Originally proposed by Tomich, second slavery is an analytical category intended to trace the expansion of black slavery in the nineteenth-century U.S. South, Cuba, and Brazil within the historical context of growing global industrial economies and post-colonial states. After the Age of Revolution, the social and material organization of black slavery went through qualitative and quantitative transformations, thus becoming key to processes of both the accumulation of capital and the organization of state power. One of the concept’s greatest assets is its capacity to shed light on the interplay of local socioecological conditions, political actions, and global processes across distinct scales of time and space.

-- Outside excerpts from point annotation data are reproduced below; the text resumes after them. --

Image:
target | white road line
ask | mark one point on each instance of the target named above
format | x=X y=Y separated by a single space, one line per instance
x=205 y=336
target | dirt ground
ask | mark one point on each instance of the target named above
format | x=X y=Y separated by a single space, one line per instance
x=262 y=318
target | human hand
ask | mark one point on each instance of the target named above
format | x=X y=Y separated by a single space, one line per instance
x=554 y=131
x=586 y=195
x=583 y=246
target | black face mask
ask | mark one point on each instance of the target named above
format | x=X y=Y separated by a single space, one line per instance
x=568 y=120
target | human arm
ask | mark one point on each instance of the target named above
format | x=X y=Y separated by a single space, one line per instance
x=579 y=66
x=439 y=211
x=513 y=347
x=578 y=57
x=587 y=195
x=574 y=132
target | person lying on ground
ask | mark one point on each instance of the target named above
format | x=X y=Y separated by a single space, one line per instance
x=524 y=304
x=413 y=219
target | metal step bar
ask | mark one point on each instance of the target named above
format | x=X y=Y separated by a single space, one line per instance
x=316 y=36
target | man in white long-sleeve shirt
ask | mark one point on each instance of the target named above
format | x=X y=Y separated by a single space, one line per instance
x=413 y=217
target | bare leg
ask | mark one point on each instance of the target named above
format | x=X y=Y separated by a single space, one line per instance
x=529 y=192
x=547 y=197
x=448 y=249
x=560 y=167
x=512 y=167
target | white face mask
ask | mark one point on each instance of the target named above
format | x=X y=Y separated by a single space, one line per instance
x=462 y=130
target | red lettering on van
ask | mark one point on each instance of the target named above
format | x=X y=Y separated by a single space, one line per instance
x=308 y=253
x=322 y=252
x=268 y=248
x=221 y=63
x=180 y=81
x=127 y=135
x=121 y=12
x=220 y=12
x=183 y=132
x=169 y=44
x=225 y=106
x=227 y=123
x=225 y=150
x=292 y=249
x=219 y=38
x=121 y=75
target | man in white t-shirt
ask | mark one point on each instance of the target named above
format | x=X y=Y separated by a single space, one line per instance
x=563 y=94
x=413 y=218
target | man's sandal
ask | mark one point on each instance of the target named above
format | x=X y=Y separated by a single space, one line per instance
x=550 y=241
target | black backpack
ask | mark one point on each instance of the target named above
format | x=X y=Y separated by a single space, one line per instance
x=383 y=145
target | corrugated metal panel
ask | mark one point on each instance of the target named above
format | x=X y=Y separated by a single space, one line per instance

The concept of second slavery is partially indebted to the world-system perspective, the generative conceptual powerhouse that recasts empirical data as world-historical processes, as in Arrighi’s systemic cycles of accumulation, McMichael’s food regime, and Moore’s commodity frontiers.1 It breaks down disciplinary boundaries. Instead of giving its body and soul to a passionate calculation of profitability that isolates the plantation from social processes of accumulation (as New Economic historians usually do), the second-slavery paradigm allows for the substantive incorporation of a wide range of interdisciplinary approaches, covering themes ranging from geopolitics to ideology, state power, social action, and world accumulation. Engaging freely with the concept, the contributors to this collection embark upon revisiting imperial history, particularly that of Spain, Schmidt-Nowara’s specialty.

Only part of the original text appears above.